Pinched Nerve in Shoulder Blade

image001When you have a pinched nerve in your shoulder blade, the first sign is pain in some area of your body. Also known as a trapped nerve, this is a condition in which the nerve gets “trapped” by the body, or compressed by the muscles, bones, cartilage and other tissues around it. This can be caused by numerous things, including excessive exercise or strenuous movement. Simple home remedies help relieve symptoms while severe conditions should seek professional help.

Symptoms of Pinched Nerve in Shoulder Blade

The symptoms of a pinched nerve in the shoulder blade are often very clear – you will probably feel plenty of pain, as well as weakness in the area and a tingling or numbing sensation. These might be temporary, or they might be there to stay. Interestingly, most of these sensations come from the C5 nerve, which is located in the neck – not in the shoulder blade. But the pinching of a nerve in this area can make the pain appear in the shoulders.

1. Pain

The pain of a pinched nerve is different for everyone. It might be a burning sensation, or it might take the form of shooting pains. You might also have headaches or neck pain. This might be caused by the nerve itself, or by muscle spasms that occur around the nerve. Moving around might help the pain, but if it persists, you might have a serious condition that a doctor should evaluate.

2. Weakness

You might feel a weakness in the muscles of the shoulder, making it difficult to lift things. In fact, you might not be able to lift your hand above your head. This weakness might be only in your hand, or in your entire arm. If the weakness becomes severe, it is time to get to the doctor.

3. Tingling and Numbness

The feeling of your arm “falling asleep” or being on “pins and needles” is an accurate way to describe the tingling that can come with a pinched nerve in your shoulder blade. These symptoms might come and go, or they might be constant. Sometimes it will subside quickly, especially with movement.

The pain and other symptoms you feel depend upon which nerve has been pinched, and how bad the problem is. In most cases, the problem will be minor and will disappear after a certain period of time. But for other cases that linger, you might have a more serious problem.

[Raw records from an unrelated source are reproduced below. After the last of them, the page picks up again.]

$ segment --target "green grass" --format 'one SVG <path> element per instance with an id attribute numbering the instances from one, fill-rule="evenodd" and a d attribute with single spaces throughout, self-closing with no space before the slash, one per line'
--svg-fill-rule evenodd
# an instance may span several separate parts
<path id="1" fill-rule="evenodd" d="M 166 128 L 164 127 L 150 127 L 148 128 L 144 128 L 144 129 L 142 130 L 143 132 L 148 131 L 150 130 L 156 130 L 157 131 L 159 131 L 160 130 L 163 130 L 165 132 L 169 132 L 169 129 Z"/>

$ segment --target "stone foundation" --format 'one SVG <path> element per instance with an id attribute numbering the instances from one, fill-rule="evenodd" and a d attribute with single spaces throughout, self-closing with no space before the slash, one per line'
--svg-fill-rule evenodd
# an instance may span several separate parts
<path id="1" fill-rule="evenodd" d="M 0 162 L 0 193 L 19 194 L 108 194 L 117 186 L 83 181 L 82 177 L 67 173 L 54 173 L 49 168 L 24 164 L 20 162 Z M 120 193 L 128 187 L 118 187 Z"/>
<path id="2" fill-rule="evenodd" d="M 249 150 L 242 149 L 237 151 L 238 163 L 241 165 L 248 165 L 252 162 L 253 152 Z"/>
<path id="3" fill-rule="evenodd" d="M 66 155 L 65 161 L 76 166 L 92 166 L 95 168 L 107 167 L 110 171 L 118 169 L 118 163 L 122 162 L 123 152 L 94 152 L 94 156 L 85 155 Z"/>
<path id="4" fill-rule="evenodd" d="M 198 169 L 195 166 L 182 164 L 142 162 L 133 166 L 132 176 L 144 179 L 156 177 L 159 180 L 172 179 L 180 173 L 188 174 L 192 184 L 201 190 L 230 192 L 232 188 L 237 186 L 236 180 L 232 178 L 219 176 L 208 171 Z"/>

Diagnosis of Pinched Nerve in Shoulder Blade

When you visit your doctor with a complaint of a pinched nerve in shoulder blade, you can expect to go through basic tests that look for weakness, loss of muscle tone or pain in certain areas of your arm or shoulder. If the doctor suspects a compressed nerve, you might then undergo x-rays, an MRI or a CT scan to pinpoint the problem and help the doctor find a solution. You might also undergo a nerve conduction study or electromyography.

Treatments for Pinched Nerve in Shoulder Blade

image002When it is determined that you do have a pinched nerve, there are many things your doctor can do to help with the problem. Many of those treatments can be easily handled at home. It can also be caused by poor body posture, obesity, lifting heavy objects or serious physical conditions, such as a herniated disc or a bone spur. So it is important to treat the underlying causes.

1. Rest

Complete rest of the area can help a pinched nerve heal. This means not moving your hand or arm if you can avoid it, and even sleeping flat on your back to reduce the pressure that might be causing a problem with the pinched nerve. Depending upon which nerve is effected, your doctor might have more specific instructions for resting the area.

2. Hot and Cold Compresses

Pain and nerve inflammation can often be helped with an alternating treatment of hot and cold. In most cases, this means applying a cold pack to the area for 15 minutes, followed by the application of a heating pad for 15 minutes. Alternate these treatments until you are feeling some relief from the pain.

3. Medications

There are many medications that can help with a pinched nerve. Often over the counter medications, such as ibuprofen, naproxen or Tylenol can help with the pain. Some medications used specifically for nerve pain include Lyrica or Neurontin. Muscle relaxants might also be prescribed. You can start with the over the counter medications for pinched nerve pain that isn’t severe.

4. Injection and Surgery

Injections of cortisone have been shown to help with nerve pain. If the injections don’t help, surgery might be an option. This is usually a last resort that is taken when nothing else seems to work to help alleviate the pain, or when the nerve is becoming damaged in a way that can’t be reversed without surgical intervention.

5. Other Options

There are other options that might work well for those who can’t find relief in other ways. Physical therapy can help you stretch and lengthen certain muscles, which can then relieve the pressure on the pinched nerve. Acupuncture and certain exercises can also help. Maintaining a healthy diet and a healthy weight are also great ways to relieve the pain. Finally, don’t forget that correct body posture can help you overcome a pinched nerve in the shoulder.